Over the years, important financial frameworks have taken root with the very purpose of bringing to light this powerful linkage at the company level. For example, the Financial Stability Board’s Task Force on Climate-related Financial Disclosures (TCFD), established in late 2015, provides a framework for companies to provide better data and increased transparency around climate-related issues to financial markets in order to ensure a more efficient flow of capital and ultimately support a more resilient global economy.
The work of TCFD and similar efforts are even more valuable today as world leaders remain locked in the global public health battle against COVID-19, while concurrently determining the best path forward to reopen their respective economies. What’s been made even more clear is the inextricable interconnections across climate change, human health, and economic resilience. As we’ve long said at the International WELL Building Institute (IWBI), planetary health and human health, at scale, are the same thing. Both are imperatives, and both are critical to economic health and resilience.
As an example, in the midst of this pandemic, certain companies have shown they are better positioned than others.

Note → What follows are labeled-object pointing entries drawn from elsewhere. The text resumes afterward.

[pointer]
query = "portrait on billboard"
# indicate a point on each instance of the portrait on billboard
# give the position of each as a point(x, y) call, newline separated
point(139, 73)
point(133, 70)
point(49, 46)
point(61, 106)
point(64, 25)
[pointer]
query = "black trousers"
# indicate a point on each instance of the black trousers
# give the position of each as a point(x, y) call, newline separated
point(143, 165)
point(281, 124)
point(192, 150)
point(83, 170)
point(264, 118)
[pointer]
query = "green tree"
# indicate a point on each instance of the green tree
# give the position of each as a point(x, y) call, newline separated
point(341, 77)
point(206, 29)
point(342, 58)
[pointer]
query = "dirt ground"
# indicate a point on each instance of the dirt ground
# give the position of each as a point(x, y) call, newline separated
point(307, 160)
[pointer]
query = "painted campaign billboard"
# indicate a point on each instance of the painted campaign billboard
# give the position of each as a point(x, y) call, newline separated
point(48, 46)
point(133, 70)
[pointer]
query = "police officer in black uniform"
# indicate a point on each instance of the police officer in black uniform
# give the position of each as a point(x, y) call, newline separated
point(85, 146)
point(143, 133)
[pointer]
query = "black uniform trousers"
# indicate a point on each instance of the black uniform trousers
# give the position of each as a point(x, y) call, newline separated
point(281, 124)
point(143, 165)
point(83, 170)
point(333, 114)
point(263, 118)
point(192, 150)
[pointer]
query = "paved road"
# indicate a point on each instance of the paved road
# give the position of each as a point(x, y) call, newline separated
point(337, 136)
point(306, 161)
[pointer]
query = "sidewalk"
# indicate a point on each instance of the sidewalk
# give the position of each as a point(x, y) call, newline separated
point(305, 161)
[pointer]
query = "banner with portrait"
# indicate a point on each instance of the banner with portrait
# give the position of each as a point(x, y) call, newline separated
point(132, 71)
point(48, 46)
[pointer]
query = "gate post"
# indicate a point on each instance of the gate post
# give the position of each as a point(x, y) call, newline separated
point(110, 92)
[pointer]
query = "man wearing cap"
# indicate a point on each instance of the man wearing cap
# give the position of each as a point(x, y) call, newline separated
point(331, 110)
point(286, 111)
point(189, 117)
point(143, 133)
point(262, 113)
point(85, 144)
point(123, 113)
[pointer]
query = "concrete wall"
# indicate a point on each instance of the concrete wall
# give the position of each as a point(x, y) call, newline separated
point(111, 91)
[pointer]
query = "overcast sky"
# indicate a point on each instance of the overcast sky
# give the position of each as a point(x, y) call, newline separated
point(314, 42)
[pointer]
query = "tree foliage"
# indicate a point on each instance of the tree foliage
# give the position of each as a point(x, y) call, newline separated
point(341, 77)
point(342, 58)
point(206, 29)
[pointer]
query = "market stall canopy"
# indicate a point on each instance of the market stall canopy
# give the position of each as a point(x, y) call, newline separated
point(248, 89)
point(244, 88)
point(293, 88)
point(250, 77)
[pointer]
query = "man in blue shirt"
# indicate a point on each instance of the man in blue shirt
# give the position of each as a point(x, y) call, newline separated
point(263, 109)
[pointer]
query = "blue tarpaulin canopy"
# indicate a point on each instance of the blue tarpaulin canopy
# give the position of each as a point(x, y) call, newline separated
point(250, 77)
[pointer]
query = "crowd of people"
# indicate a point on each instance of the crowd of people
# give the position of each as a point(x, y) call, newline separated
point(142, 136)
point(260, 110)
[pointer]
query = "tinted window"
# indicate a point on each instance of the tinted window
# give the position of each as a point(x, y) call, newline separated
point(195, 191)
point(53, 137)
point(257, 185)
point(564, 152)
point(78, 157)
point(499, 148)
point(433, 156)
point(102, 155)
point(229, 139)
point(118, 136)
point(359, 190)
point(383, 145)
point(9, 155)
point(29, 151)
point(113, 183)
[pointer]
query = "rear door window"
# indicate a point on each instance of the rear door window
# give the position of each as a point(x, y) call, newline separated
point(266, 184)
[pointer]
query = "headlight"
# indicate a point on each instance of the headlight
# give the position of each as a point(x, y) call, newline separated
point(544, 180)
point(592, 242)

Unsurprisingly, given the nature of the crisis, many of the most effective measures aimed at mitigating the impacts of the pandemic on companies focused on investments in human capital. One example is remote work readiness. As a response to the pandemic, companies that had previously adopted flexible work arrangements and had work-from-home policies in place were able to respond faster when economic shutdowns rippled around the world.
Prior to the COVID-19 crisis, these types of policies, however, may have been seen as nice-to-have or even trendy. Yet they likely attracted higher quality talent, potentially reduced turnover, and may have contributed to positive returns for those companies. But now, more unequivocally, this employee benefit, formerly seen as luxurious, is proving to be one of the most valuable employee management strategies a service-based organization could have implemented. In addition, we have seen a number of WELL community members, who are also supporters of the TCFD, utilize WELL to fulfill their commitment to protect the environment while keeping their workers safe, enabling their teams to work effectively at home and seeking ways to provide a work environment to which they actually want to return.
Clearly, COVID-19 has laid bare the seemingly obvious, yet often overlooked, fact that ensuring employee (not to mention customer and supply chain worker) safety and health is critical to having an operational business. It is a shame it has taken a global health crisis to further underscore and highlight the importance of environmental sustainability and human health to the performance and resilience of the global economy. Moving forward, we’re confident the ensuing crisis will be a wake-up call for all investors to universally acknowledge the materiality of climate change and human health.